A canoa é um dos brinquedos mais produzidos pelos artesãos de Abaetetuba

A historiadora Da Silva explica que, embora seja uma expressão da tradição cultural popular, isso não significa que a produção artística tenha ficado parada no tempo.

“Trata-se de uma tradição movente, que acompanha a dinamicidade do tempo presente, que se reinventa de acordo com o contexto histórico vivenciado pelos artesãos”

Ela conclui que por isso o brinquedo de miriti é fascinante para as crianças ainda hoje, mesmo diante da predominância, por exemplo, dos brinquedos industrializados.

Existe uma infância contida nos brinquedos que envolve as crianças, e também os adultos e idosos que revisitam os sentimentos de outrora. “Mesmo com os mais sofisticados brinquedos eletrônicos da atualidade, ainda assim nossos brinquedos não perdem sua essência. Sua leveza, sutileza e cores vibrantes exercem um encantamento sem igual”, pontua mestre Riva.

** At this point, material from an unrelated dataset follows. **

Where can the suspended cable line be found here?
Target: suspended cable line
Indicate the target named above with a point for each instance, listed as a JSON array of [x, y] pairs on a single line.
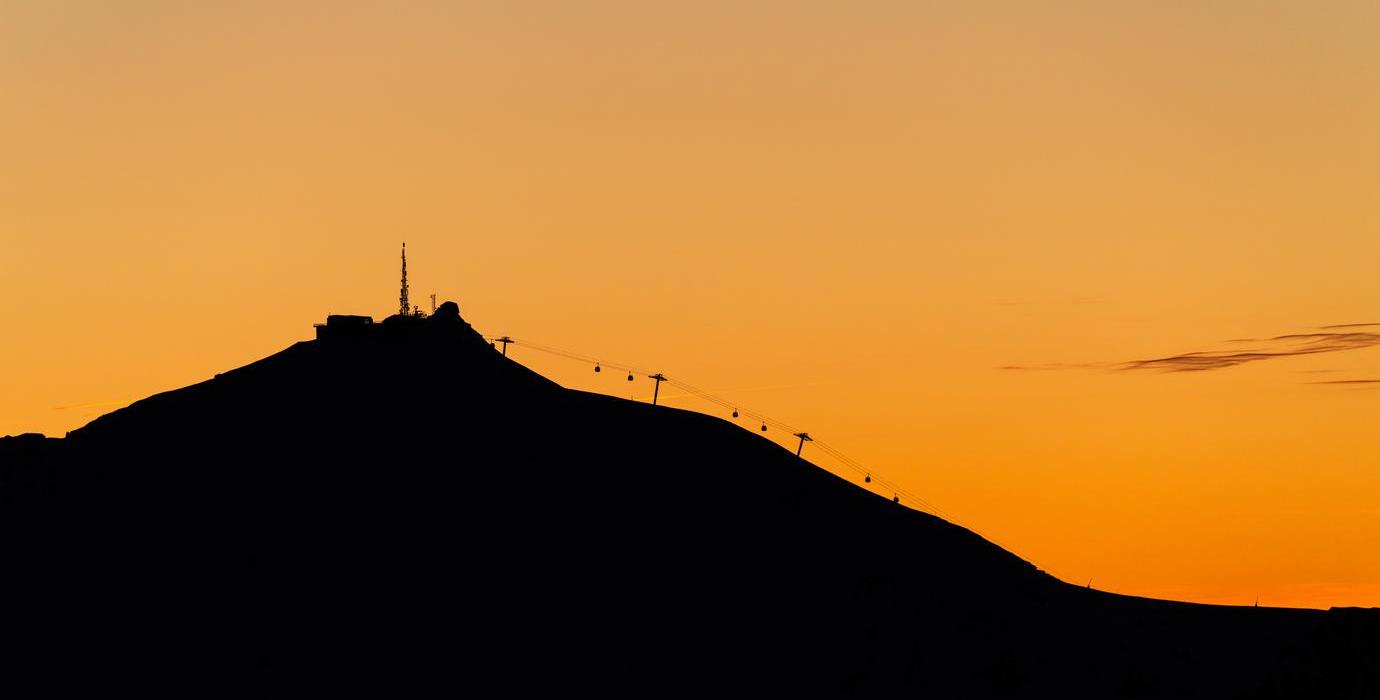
[[870, 478]]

Quando questionada se preferia os brinquedos de plástico ou os de miriti, a pequena Rita evidencia que a simplicidade do miriti é o que mais lhe atrai. “Prefiro os de miriti, porque é fácil de fazer e não custa muito dinheiro”. Além de brincar, ela também gosta de pintar “porque é legal ver as cores neles e eu acho que eles ficam bonitos”, conta.

O brinquedo de miriti, embora simples, carrega algo de complexo e profundo para artesãos, suas famílias e admiradores, que mestre Riva não consegue traduzir. “Ser artesão de miriti é como se fosse uma extensão de minha alma. Palavras são poucas e difíceis de expressar o amor que temos por essa arte”. Em contrapartida, sua neta Rita sabe explicar numa frase bem resumida toda a potência do porquê gosta de brincar com o miriti: “Porque representa o legado da minha família”.